Мать в последнее время часто говорила Сомову, что нормальные люди в двадцать четыре года уже воспитывают детей. Сомов привычно отвечал:

– Хорошую девушку теперь найти трудно.

– Так ищи!

– Что же она? Чемодан, что ли? Это только грибы так ищут: больше прошел – больше нашел.

Смешно говорится – личная жизнь. Как будто у человека есть какая-то другая. Но уж если так принято, то личная жизнь у Сомова состояла из посещений тридцатилетней женщины по имени Жанна. Жанна была замужем, но ее тиран, как она называла мужа, часто ездил в командировки и никогда, вопреки несмешным анекдотам, неожиданно не возвращался. Даже звонил из других городов и сообщал час прибытия поезда или самолета. Жанна понимала по-своему и говорила:

– Это он нарочно делает. Чтобы меня унизить!

Сомову нравилось бывать у женщины, которая ухаживала за ним, сладко целовала и, кажется, любила. Ревновала – это уж точно.

– Знаю я этих домкультуровских девок! Интеллигентные, а на самом деле – одна видимость. Ни одного мужика не пропустят!

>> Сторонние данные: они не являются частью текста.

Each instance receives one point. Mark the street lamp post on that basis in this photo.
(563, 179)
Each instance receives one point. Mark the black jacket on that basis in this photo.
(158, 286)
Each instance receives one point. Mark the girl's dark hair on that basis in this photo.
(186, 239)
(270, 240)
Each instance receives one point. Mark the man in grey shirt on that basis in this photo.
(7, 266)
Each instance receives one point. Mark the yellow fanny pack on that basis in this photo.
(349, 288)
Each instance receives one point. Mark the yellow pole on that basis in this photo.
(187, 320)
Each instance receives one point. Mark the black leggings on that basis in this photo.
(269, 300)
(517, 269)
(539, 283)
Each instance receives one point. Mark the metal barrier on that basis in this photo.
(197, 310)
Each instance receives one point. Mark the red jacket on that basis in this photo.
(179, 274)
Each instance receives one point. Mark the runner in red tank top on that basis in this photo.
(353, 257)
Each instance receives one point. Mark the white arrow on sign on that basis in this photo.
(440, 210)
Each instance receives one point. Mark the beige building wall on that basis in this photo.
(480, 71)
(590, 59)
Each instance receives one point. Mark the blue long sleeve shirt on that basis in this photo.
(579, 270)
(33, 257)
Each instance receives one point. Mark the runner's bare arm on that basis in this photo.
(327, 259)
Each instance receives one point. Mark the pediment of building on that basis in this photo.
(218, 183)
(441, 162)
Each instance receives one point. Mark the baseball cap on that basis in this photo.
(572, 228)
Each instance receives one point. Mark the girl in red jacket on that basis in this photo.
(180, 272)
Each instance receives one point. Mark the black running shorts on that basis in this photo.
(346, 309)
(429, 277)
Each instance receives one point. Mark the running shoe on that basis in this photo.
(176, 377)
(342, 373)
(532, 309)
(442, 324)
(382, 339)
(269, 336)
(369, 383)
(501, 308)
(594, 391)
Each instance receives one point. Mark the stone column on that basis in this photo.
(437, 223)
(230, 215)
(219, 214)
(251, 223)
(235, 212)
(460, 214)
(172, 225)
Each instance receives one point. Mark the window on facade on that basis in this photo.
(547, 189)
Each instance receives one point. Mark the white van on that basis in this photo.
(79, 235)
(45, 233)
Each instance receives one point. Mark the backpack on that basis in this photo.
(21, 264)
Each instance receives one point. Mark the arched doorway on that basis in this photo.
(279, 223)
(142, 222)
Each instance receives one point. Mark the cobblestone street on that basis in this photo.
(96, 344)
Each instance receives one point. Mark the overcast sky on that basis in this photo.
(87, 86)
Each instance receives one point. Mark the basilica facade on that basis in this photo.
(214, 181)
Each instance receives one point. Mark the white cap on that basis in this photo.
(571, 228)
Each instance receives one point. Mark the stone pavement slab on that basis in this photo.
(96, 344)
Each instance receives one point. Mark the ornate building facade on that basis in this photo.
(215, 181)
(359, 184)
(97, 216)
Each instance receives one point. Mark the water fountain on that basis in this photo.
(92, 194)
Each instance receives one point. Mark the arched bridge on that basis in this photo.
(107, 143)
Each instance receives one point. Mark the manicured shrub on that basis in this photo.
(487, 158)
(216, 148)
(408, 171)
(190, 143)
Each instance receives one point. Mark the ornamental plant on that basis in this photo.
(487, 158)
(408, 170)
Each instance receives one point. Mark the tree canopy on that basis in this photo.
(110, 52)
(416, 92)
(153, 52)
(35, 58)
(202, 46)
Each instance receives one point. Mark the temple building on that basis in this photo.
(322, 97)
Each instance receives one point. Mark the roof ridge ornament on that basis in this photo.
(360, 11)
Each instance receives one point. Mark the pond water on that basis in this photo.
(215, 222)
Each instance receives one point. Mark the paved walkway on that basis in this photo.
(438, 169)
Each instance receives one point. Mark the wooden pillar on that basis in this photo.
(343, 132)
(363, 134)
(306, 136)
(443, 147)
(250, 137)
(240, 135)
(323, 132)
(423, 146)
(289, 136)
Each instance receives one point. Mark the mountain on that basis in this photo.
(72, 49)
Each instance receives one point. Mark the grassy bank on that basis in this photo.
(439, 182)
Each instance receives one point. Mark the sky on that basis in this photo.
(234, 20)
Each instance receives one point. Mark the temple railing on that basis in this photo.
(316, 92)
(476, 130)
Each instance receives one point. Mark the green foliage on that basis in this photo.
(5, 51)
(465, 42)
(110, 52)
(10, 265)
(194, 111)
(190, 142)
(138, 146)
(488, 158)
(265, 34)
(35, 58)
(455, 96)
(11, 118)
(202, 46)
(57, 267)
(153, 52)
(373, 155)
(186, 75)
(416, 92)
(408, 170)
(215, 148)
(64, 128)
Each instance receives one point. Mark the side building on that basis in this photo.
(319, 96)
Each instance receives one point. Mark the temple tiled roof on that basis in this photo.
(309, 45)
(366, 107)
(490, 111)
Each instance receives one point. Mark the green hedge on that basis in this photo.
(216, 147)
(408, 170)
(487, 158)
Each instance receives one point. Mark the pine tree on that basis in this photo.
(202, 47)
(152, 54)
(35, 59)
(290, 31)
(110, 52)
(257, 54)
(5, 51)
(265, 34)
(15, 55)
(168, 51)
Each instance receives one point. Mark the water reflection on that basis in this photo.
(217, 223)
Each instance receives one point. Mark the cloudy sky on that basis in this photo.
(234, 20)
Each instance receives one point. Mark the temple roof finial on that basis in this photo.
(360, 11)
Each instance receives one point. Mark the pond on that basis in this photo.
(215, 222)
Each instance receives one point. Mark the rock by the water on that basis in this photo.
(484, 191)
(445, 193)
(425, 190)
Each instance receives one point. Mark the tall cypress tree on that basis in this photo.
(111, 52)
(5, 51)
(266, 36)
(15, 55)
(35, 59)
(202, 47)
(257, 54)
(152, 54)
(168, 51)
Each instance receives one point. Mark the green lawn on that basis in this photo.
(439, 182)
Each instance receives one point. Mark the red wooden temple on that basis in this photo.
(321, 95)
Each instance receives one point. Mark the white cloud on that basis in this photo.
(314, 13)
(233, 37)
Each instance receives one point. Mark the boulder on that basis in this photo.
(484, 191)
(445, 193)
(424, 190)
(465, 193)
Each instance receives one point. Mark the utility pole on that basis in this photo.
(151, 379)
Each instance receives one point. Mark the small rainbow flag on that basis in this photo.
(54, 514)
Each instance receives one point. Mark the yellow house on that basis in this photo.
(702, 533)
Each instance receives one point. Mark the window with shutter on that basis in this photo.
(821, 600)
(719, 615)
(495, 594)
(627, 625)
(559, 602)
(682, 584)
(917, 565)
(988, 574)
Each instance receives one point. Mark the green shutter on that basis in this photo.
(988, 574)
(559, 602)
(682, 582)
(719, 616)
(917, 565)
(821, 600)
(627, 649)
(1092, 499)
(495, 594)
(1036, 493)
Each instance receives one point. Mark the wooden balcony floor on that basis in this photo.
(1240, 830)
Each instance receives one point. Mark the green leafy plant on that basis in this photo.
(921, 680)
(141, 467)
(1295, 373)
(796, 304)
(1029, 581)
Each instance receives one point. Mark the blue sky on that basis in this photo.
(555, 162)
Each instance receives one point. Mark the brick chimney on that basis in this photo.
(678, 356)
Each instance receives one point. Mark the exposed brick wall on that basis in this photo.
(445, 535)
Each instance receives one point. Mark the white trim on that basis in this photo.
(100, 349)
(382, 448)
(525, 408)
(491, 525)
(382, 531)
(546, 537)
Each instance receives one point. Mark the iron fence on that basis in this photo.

Сама Жанна работала дежурной медсестрой в больнице, и это тоже нравилось Сомову. Он уважал людей, причастных к медицине.

Как считал Сомов, первый раз на работу он опоздал из-за Жанны, из-за нее же опаздывал и во второй. Март стоял мокрый, с черной жижей вместо снега под ногами и усиленным испарением. Сомов прыгал по грязной дорожке садика и ругался: «Пристает со своими завтраками! Неужели не ясно, что это не главное!» На перекрестке пришлось пережидать красный свет. Сомов стоял покачиваясь, как теннисист на подаче соперника. Наконец зажегся зеленый. Словно собака, заскулил тормозами троллейбус. Сомов припустил вперед.

Пожилой вахтер, похожий на дореволюционного дворника, приветливо поздоровался, только что шапку не заломил, да и то, наверное, потому, что шапки на нем не было, а уже через пять минут на столе у Сомова зазвонил местный.

– Витя, зайди.

Сомов вытер пыль на столе, что скопилась за выходные, и направился к директору.

– Ну, как на личном фронте? – спросила Мария Викторовна, облизывая с ложки варенье.

– Без перемен, – ответил Сомов.

– Зря… Ну ничего – скоро лето, а там мой шахтер приедет, и мы на курорт. Берите пример… Не слышали, почем койки были в прошлый сезон на Ривьере?

Сомов пожал плечами. С таким же успехом у него можно было спросить, сколько стоит одно место до Луны.

В кабинете директора стоял обычный уютный полумрак, но инструктору показалось, будто вошел он в ярко освещенный зал. Сомов знал, что сейчас директор поставит ему вторую галочку. Было очень неприятно. Не из-за премии, которую Сомов мог получить в размере десяти рублей за три месяца… У директора было умение выставлять галочки так, что сотрудников пот прошибал. И самое скверное, что тут он обходился без крика.